Écoutes de Spectacles

Isabelle Druet R

 • Paris • 26/02/2010

Isabelle Druet, mezzo-soprano
Stéphane Jamin, piano

photo © Thomas Bartel

Un talent de comédienne est un grand atout pour une chanteuse. Chez Isabelle Druet, il se double d'une personnalité qui lui permet d'effectuer des choix très justes et de les imposer avec une sincérité désarmante. Alors que les prix pleuvent sur elle depuis sa sortie du conservatoire, sa carrière se développe de manière variée et intéressante. Après avoir chanté dans Amadis au début du mois, elle chantera le mois prochain dans Sancho Pança ici-même.

Ce soir, Isabelle Druet et Stéphane Jamin ont judicieusement mêlé les pièces les plus et les moins connues.

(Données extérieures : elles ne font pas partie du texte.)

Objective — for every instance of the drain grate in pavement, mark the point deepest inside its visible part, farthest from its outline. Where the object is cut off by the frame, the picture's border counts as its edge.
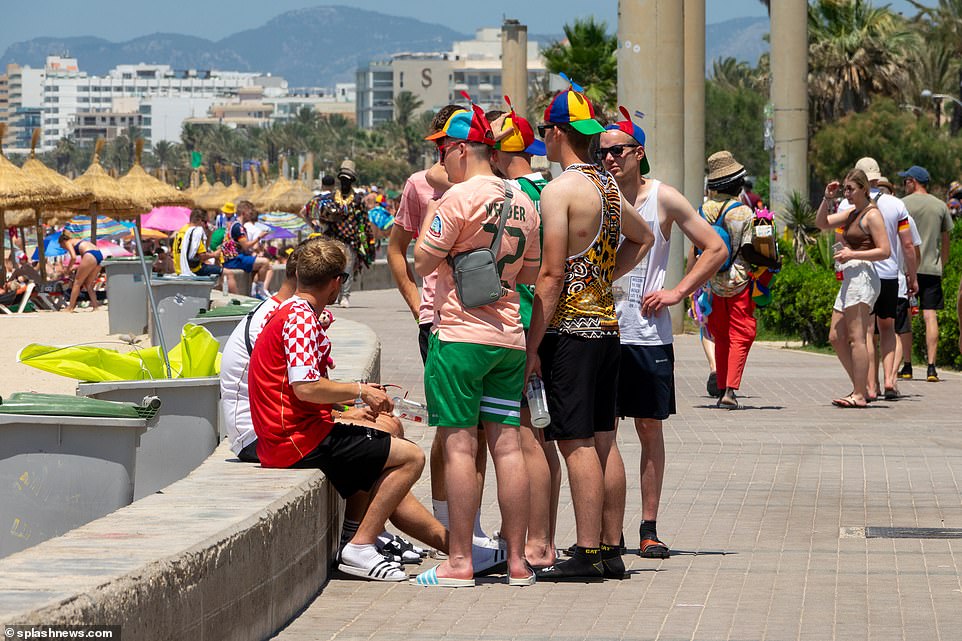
(912, 533)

Dès la deuxième, Isabelle Druet a installé une résonance plus haute et fine, gage d'une ligne vocale ductile et de belles tenues finales piano. Elle sait varier son émission mais aussi tous les paramètres de son interprétation, jusqu'à sa posture. Savoir attendre d'Amédée de Beauplan lui permet de jouer successivement et alternativement la jeune fille, la femme, la grand-mère, ce qui lui va bien sûr à merveille, comme le personnage du Boléro de Gounod, dont elle poitrine allègrement le style "espagnol". La déclamation dramatique des Adieux de Jane Gray d'Henri Montan Berton et la veine plus "réaliste" des Cinq étages de Béranger révèlent encore d'autres facettes de son talent dramatique. Elle sait ausssi laisser un moment de répit au public avec une pièce tendre comme Absence de Gounod, ou les mélodramatiques J'ai peur de Gounod et L'orpheline du Tyrol de Rossini (et son inévitable yodl !), interprétés avec une sobriété de bon aloi. Le comique est par contre sans doute involontaire quand Isabelle Druet équipe les gardes de Venise de longues zallebardes.

Pour offrir quelques minutes de repos à la mezzo, Stéphane Jamin joue l'allegro op.70 de Saint-Saëns. D'une brillante écriture lisztienne, cette pièce serait mieux mise en valeur par un meilleur piano dans un plus grand espace. Un jeu plus aéré de la part de Stéphane Jamin pourrait-il compenser cela? Dans L'attente qui suit, du même Saint-Saëns, Stéphane Jamin est à l'inverse étrangement léger - peut-être pour tenir le tempo, qui semble pourtant excellemment choisi? Toujours est-il qu'il ne fait pas du tout sonner la main gauche, qui offre pourtant de beaux effets dramatiques. Autre tempo plus problématique, celui de Ô ma belle rebelle, franchement précipité, qui en gomme toutes les syncopes. En bis, Les berceaux de Fauré sont pris dans un tempo très lent mais qui fonctionne. Si l'on sait tenir sa ligne vocale comme Isabelle Druet, ce tempo rend même cette pièce plus captivante que d'ordinaire. Un programme très bien composé et interprété !

À écouter à l'Opéra Comique les 2 et 4 mars à 13h et sur France-Musique le 18 mars à 10h30.